Si seulement la politique n’était pas un métier ;
Si seulement la politique ne se réduisait pas à la course politicienne ;
Si seulement nous votions pour des projets au lieu d’élire des gens ;
Si seulement les mandats étaient impératifs, que l’élection n’accordât pas des blancs-seings aux élus, mais les contraignît à conduire des projets d’intérêt général, vraiment d’intérêt général ;
Si seulement les élus étaient révocables ;
Si seulement les élus ne cumulaient pas les mandats et les indemnités ;
Si seulement les élus n’étaient pas tous les mêmes ou presque, masculins, blancs et issus de classes aisées, et que leurs réunions ne fussent pas des raouts « non-mixtes racisés » ;
Si seulement les élus ne faisaient pas mine de maîtriser alors qu’ils improvisent ;
Si seulement les élus ne tentaient pas de nous faire oublier que leurs privilèges sont ceux des aristocrates d’aujourd’hui ;
Si seulement l’abbé Sieyès n’avait pas dit que « les citoyens qui se nomment des représentants […] n’ont pas de volonté particulière à imposer.
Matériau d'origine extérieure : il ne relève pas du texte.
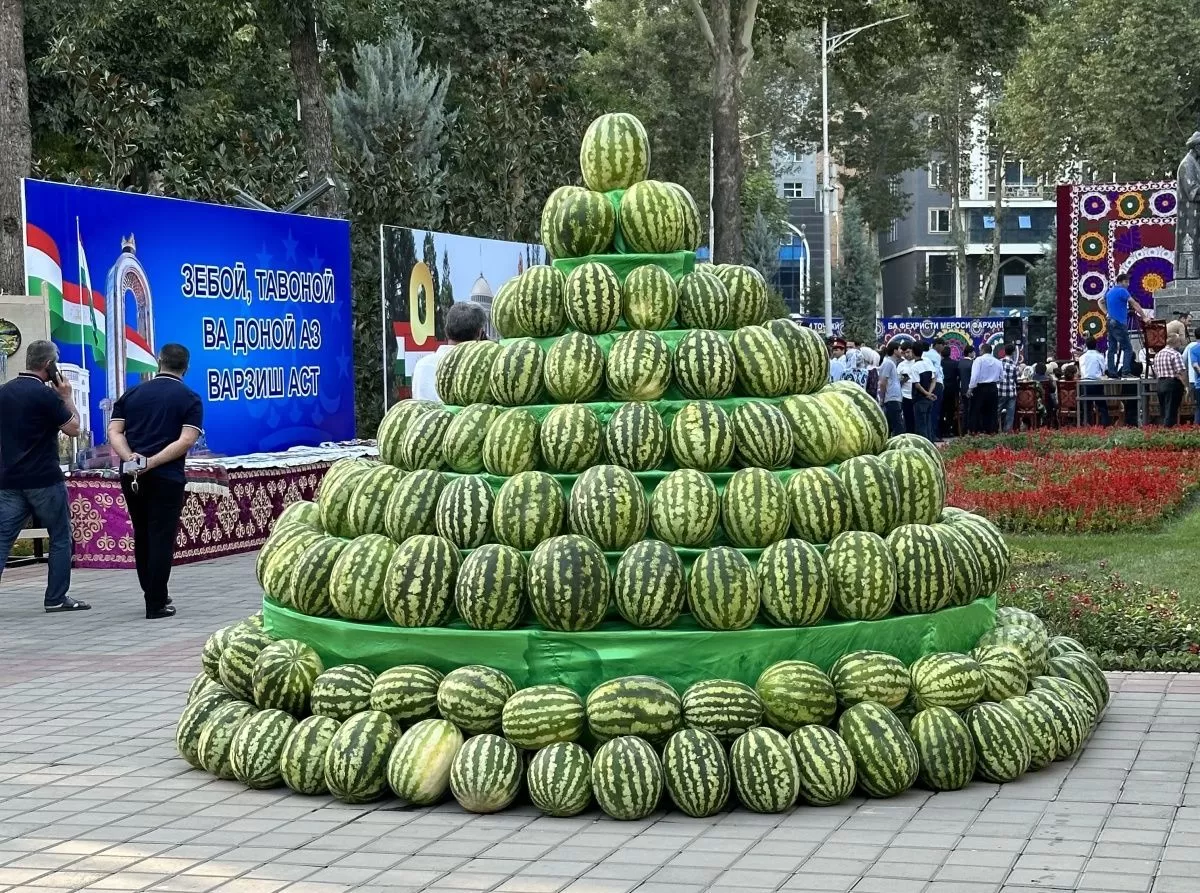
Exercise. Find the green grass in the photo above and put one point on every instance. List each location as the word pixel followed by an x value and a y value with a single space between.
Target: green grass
pixel 1167 558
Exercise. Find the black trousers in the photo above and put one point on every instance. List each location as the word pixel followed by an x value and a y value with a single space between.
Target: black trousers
pixel 154 509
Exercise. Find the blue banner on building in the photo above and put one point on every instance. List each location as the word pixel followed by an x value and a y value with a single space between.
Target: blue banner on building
pixel 261 299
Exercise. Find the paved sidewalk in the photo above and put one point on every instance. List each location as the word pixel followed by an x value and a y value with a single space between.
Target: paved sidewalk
pixel 94 797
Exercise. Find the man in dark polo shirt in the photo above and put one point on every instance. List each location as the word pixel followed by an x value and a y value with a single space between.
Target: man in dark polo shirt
pixel 157 421
pixel 31 415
S’ils dictaient des volontés, la France ne serait plus cet État représentatif ; ce serait un État démocratique » ;
Si seulement Tocqueville n’avait pas dit qu’il ne craignait pas le suffrage universel : « Les gens voteront comme on leur dira. »
Si seulement les élus, qui se recueillent chaque année devant le mur des fédérés, n’ensanglantaient pas les manifestants ;
Si seulement nos représentants nous représentaient, vraiment, et non les intérêts privés des finances qui les font élire ;
Si seulement la chose publique n’était pas livrée, contre l’intérêt général et contre de l’argent, aux intérêts privés ;
Si seulement les lobbies n’avaient pas leur place – de choix – tout contre les sièges des élus, et ne décidaient pas tout seuls de ce qui est bon pour tout le monde ;
Si seulement tout n’était pas décidé d’avance aux repas d’affaires des firmes multinationales ;
Si seulement l’idée de gouvernance mondiale des firmes multinationales n’était pas taxée de complotisme ;
Si seulement les médias de grande écoute n’appartenaient pas aux possédants ;
Si seulement les possédants ne tentaient pas de nous faire accroire que l’élection change la vie en mieux ;
Si seulement l’élection n’était pas un levier pour le contournement de notre volonté ;
Si seulement l’élection nous délivrait, au lieu de nous délivrer seulement l’autorisation de grognonner ;
Si seulement l’élection était un outil d’émancipation ;
Si seulement il existait un quorum d’élection ;
Si seulement les règles du pouvoir étaient écrites par nous ;
Si seulement l’idée de démocratie participative passait pour ce qu’elle est, un pléonasme ;
Si seulement la séparation des pouvoirs n’était pas un leurre ;
Si seulement la police et l’armée n’étaient pas plus riches que l’Éducation et la Culture ;
Si seulement le relativisme historique et géographique était jugé pour ce qu’il est : un argument relatif ;
Si seulement les sectateurs du scrutin majoritaire uninominal à deux tours ne tentaient pas de nous faire accroire que « nos ancêtres se sont battus pour le droit de vote » ;
Si seulement ces mêmes sectateurs ne jugeaient pas les électeurs abstentionnistes comme des complices de Kim Jong-un ou d’Hitler ;
Si seulement nous n’étions pas sommés de « faire barrage à l’extrême-droite », quand, je m’excuse, mais ce sont bien des élus dits républicains qui posent les fondements du système totalitaire en cours d’élaboration ;

Si seulement…

Si seulement l’élection n’était pas présentée par les médias de grande écoute comme un drame à suspense, alors que c’est une comédie ;

Alors, et seulement dans ces conditions, nous voudrions bien y croire – car l’élection est une croyance, comme le messie –, et nous voudrions bien, même, y penser…

En attendant : ABSTENTION !

Stéphane L. POLSKY,
Liaison William Morris (Paris) de la Fédération Anarchiste.